The NFL’s offensive evolution into pass-happy schemes has vaulted the tight end position into a prime pass-catching role, where the best are weapons all over the field, less the muddy blockers of yesteryear.
The likes of Travis Kelce, Mark Andrews, George Kittle, Darren Waller, Kyle Pitts and others are capable of leading their passing offense.
Recently joining Chris Long’s Green Light podcast, Waller was asked what’s next for the tight end position.
“I feel like it’s a position that’s becoming more and more fit to carry a team’s passing game,” Waller said. “You see it on a lot of different occasions with myself for a couple years, Travis, for a long period of time, George, Mark Andrews setting franchise records in Baltimore, Kyle Pitts, just guys that have all the abilities necessary to be the focal point of the passing game for teams and hopefully being compensated as such.”

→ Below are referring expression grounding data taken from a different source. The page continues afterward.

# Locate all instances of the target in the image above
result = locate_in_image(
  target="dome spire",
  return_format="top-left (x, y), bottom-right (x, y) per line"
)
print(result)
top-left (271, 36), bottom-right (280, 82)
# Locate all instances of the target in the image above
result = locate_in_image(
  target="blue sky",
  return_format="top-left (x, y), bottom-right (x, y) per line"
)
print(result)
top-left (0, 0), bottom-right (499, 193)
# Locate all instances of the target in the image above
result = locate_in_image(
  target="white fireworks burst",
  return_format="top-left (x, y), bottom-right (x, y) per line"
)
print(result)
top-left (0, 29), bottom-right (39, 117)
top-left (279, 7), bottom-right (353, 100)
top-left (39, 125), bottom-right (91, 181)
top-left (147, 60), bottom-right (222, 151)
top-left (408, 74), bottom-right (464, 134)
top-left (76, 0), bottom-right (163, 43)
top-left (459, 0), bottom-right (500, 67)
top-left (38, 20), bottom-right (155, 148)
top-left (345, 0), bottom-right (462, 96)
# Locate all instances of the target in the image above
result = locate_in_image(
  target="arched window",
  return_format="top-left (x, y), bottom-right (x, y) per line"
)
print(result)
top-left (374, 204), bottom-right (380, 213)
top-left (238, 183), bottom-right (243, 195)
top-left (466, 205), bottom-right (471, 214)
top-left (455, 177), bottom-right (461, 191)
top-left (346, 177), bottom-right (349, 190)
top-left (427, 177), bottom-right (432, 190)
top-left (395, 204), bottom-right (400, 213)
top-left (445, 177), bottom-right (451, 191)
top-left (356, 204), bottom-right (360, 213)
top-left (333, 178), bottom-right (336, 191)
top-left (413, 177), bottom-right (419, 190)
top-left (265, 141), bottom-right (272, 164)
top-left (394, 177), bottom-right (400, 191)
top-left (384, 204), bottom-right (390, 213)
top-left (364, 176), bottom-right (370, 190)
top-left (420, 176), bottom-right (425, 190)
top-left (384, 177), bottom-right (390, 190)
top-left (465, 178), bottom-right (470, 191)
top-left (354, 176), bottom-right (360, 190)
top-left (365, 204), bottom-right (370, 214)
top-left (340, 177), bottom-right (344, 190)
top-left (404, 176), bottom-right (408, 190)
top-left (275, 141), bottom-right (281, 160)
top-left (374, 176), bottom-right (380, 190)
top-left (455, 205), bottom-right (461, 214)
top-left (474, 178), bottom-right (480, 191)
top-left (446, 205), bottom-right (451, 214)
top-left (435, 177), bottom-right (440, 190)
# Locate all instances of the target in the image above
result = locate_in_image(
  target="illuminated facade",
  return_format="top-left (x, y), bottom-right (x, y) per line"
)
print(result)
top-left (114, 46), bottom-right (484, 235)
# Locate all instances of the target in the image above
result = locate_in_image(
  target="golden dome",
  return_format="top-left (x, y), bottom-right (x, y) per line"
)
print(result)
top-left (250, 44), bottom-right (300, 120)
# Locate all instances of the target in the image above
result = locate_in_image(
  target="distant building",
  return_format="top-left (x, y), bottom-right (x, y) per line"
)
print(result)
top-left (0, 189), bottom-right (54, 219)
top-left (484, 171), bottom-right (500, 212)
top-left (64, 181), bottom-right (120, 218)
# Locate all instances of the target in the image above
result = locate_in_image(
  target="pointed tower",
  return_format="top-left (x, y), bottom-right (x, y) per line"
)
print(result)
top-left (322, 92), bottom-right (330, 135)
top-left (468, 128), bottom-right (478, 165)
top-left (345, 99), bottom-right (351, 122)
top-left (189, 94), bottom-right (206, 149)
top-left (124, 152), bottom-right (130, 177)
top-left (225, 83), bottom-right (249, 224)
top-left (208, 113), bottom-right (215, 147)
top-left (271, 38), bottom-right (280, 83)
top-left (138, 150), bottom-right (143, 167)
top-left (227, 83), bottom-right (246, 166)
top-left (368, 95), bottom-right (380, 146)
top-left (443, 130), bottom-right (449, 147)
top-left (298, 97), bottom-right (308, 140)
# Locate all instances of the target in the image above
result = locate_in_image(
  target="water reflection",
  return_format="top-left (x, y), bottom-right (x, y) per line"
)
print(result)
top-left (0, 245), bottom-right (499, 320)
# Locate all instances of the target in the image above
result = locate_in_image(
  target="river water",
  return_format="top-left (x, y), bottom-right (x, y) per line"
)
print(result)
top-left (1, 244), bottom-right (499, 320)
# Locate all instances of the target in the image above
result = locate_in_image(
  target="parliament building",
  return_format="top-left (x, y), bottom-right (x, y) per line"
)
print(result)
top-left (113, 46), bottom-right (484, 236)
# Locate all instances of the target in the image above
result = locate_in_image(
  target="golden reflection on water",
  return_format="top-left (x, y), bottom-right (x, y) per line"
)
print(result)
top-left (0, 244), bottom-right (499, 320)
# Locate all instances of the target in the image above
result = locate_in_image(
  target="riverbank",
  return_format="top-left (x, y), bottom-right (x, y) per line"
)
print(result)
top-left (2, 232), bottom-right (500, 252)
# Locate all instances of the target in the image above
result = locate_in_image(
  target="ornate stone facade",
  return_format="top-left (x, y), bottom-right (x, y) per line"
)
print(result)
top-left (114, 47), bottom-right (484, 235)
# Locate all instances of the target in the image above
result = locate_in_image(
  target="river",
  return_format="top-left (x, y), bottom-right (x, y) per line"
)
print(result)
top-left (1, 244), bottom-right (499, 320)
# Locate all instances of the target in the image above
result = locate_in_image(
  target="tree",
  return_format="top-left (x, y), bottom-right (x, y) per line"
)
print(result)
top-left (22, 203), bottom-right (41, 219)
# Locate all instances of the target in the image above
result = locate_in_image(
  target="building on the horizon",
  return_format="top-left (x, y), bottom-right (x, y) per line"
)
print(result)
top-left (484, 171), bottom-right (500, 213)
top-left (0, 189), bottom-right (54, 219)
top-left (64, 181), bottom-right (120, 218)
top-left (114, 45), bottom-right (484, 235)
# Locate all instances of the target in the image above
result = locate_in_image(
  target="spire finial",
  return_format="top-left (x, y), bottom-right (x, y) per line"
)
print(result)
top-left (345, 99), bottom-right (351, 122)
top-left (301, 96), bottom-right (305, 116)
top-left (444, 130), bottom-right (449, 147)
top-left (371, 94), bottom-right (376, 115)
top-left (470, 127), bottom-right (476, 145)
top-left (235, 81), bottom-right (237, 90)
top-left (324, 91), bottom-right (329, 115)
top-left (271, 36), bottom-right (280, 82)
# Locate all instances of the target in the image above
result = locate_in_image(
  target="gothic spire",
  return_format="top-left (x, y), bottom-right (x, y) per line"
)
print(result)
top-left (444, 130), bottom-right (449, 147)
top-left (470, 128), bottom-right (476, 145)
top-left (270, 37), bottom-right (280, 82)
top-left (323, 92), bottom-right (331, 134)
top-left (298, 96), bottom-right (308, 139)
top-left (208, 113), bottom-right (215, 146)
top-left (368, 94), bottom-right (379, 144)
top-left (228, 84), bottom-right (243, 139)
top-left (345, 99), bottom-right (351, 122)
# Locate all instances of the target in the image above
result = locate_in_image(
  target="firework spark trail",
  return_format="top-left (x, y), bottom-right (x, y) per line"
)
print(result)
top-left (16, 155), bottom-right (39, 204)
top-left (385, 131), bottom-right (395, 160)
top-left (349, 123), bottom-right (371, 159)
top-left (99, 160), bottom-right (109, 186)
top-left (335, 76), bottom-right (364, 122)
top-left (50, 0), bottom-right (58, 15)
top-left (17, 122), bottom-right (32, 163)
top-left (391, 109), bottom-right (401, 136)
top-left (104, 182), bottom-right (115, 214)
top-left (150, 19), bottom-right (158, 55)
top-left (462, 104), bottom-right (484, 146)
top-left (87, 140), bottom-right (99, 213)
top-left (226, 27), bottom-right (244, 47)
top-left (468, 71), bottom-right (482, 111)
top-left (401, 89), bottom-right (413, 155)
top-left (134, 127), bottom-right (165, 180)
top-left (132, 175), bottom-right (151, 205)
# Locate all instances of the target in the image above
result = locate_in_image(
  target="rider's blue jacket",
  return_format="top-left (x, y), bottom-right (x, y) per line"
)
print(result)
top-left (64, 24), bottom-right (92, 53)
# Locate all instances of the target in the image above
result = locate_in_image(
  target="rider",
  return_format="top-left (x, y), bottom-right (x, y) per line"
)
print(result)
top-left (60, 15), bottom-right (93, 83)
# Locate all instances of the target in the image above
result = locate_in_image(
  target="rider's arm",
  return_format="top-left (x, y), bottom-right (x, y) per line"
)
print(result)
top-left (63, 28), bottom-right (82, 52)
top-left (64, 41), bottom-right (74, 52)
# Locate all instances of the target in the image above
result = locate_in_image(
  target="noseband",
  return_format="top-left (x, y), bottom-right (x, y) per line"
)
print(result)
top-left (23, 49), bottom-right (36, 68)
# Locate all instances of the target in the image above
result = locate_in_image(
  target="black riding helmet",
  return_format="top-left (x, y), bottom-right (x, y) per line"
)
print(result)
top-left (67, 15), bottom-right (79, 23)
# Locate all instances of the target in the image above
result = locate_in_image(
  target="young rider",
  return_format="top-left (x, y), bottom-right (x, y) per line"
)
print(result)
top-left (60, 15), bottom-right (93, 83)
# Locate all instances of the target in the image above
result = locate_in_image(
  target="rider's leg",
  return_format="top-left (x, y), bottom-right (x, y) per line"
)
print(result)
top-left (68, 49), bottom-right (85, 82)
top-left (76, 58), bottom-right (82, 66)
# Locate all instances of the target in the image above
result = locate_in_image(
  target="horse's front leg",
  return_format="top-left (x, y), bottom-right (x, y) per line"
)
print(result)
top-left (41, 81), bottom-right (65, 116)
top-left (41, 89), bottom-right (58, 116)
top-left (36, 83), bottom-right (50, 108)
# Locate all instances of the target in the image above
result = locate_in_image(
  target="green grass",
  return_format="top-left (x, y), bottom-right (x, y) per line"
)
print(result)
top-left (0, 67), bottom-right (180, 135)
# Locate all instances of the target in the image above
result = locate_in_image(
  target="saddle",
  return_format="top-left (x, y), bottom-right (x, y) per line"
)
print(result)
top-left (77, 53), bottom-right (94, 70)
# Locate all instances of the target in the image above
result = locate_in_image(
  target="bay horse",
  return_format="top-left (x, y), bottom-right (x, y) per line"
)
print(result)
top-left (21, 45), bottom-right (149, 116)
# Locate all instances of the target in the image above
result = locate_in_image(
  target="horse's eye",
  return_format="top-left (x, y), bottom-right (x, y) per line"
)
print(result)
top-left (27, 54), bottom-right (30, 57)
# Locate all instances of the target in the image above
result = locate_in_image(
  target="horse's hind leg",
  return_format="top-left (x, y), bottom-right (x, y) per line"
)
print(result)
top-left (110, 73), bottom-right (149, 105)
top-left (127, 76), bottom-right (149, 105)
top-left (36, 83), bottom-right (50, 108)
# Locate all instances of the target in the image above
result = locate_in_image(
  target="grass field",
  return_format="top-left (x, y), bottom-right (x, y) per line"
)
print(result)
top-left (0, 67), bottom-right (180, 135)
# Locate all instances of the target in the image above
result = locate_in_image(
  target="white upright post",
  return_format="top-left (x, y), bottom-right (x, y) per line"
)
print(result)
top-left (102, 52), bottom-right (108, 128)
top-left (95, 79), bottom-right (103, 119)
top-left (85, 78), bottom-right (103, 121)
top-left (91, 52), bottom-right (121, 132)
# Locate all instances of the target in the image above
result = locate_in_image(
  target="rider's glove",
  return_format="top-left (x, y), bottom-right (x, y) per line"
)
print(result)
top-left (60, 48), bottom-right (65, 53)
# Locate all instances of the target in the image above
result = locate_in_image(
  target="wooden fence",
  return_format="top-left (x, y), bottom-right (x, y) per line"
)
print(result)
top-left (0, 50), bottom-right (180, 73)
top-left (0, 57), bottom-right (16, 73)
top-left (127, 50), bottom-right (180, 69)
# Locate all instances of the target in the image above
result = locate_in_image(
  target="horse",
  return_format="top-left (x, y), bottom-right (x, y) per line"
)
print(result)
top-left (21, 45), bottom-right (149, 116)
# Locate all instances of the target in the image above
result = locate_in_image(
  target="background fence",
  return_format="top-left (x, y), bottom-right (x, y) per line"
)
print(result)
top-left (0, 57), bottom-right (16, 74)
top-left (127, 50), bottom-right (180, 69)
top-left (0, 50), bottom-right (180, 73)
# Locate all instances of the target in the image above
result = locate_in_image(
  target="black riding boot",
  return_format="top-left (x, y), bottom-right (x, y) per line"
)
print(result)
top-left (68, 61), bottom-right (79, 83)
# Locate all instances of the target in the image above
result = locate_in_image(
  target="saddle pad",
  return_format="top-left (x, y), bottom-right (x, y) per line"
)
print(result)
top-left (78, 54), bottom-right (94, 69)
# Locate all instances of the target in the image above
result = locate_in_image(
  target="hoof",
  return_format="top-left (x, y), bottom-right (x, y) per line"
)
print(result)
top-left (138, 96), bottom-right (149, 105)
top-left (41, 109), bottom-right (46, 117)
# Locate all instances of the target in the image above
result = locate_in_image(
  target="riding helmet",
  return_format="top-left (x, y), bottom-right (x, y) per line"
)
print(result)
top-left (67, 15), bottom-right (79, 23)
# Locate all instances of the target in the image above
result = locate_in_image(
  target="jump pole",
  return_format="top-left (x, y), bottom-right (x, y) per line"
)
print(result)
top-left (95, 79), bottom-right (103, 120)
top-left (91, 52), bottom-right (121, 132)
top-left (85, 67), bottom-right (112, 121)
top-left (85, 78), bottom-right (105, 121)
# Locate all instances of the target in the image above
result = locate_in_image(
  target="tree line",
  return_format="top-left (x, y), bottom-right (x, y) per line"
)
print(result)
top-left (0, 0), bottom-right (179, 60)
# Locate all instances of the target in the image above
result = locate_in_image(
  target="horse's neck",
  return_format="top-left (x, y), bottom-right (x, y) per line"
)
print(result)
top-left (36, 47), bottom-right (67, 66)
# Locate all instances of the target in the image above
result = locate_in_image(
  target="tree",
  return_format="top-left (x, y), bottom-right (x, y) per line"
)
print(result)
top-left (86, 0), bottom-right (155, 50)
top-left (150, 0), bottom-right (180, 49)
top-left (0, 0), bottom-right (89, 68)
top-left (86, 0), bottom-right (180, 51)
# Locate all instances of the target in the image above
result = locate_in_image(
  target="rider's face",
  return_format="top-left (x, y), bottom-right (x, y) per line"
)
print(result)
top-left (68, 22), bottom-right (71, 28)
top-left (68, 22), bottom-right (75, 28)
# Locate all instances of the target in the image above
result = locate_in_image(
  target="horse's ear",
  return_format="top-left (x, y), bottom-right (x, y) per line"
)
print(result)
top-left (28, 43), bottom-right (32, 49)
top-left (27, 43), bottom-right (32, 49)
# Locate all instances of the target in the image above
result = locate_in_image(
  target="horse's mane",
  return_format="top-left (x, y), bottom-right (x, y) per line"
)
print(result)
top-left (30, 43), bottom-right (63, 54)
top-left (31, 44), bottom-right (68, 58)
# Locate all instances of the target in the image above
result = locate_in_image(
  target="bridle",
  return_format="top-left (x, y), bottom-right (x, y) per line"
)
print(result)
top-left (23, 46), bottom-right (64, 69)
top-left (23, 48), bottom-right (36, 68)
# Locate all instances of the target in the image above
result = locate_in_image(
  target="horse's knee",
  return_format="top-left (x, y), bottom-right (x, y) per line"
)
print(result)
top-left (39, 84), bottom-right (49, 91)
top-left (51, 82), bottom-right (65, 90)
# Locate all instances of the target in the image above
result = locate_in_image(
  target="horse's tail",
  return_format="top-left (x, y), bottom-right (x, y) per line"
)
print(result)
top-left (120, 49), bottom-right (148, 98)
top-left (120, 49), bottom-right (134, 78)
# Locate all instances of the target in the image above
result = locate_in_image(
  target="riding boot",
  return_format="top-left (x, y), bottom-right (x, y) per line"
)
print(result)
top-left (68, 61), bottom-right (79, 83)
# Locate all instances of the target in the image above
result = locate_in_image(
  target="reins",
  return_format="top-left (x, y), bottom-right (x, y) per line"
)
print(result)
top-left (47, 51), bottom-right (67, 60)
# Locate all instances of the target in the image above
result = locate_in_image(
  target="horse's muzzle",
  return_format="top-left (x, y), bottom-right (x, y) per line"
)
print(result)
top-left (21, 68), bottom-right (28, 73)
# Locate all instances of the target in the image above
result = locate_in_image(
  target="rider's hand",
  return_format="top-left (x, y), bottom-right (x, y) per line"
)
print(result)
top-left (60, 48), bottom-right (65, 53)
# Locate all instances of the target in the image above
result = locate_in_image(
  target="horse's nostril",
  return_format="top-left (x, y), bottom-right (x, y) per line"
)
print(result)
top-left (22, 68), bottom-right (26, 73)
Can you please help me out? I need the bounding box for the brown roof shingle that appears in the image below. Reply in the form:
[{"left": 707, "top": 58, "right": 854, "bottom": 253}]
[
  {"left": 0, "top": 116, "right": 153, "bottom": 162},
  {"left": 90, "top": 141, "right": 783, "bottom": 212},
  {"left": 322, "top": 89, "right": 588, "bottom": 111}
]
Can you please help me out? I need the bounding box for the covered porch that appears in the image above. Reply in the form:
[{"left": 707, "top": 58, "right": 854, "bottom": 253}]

Waller has developed himself into such a weapon, helping carry the Raiders’ offense, including back-to-back 1,100-plus yard seasons in 2019 and 2020. However, the 29-year-old is seeking a new contract better in line with his standing among the top TEs in the NFL. His current average salary of $7.58 million places him 16th among his position in the NFL.
While wide receiver contracts have exploded this offseason, with 12 now making $20-plus million per season, tight ends are well behind that figure. Kittle is the highest-paid TE, earning $15 million per year. The relatively cheap tight-end franchise tender ($10.931 million) led to three tags this offseason. Cleveland’s David Njoku recently signed a long-term deal (worth $13.69 million per year), but Miami’s Mike Gesicki and Dallas’ Dalton Schultz remain without multi-year deals as we head to Friday’s deadline.
With the proliferation of pass-catching tight ends playing vital roles, Waller was asked how teams should go about paying difference makers at the position.
“I don’t know if it’s like a certain benchmark of stats or percentages of places lined up, percentages of routes ran,” he said. “I don’t know what that looks like. I feel like it shouldn’t be that complicated. At the end of the day, you know the impact that a certain guy is having on your team, and he should be paid according to that impact. I feel like it’s the most complex set of skills that you have to have on the field. You look at a certain craft, I mean, quarterback and corner are ridiculously hard to do, but at the same time, the wide range of skills that you have to have, I feel like it’s no more than a tight end, and I don’t think it’s close.”
With the Raiders veterans set to report for training camp on July 20, we’ll see if Waller becomes the latest Vegas player to net a new big-time contract this offseason or whether it’s a situation that will linger into the 2022 campaign.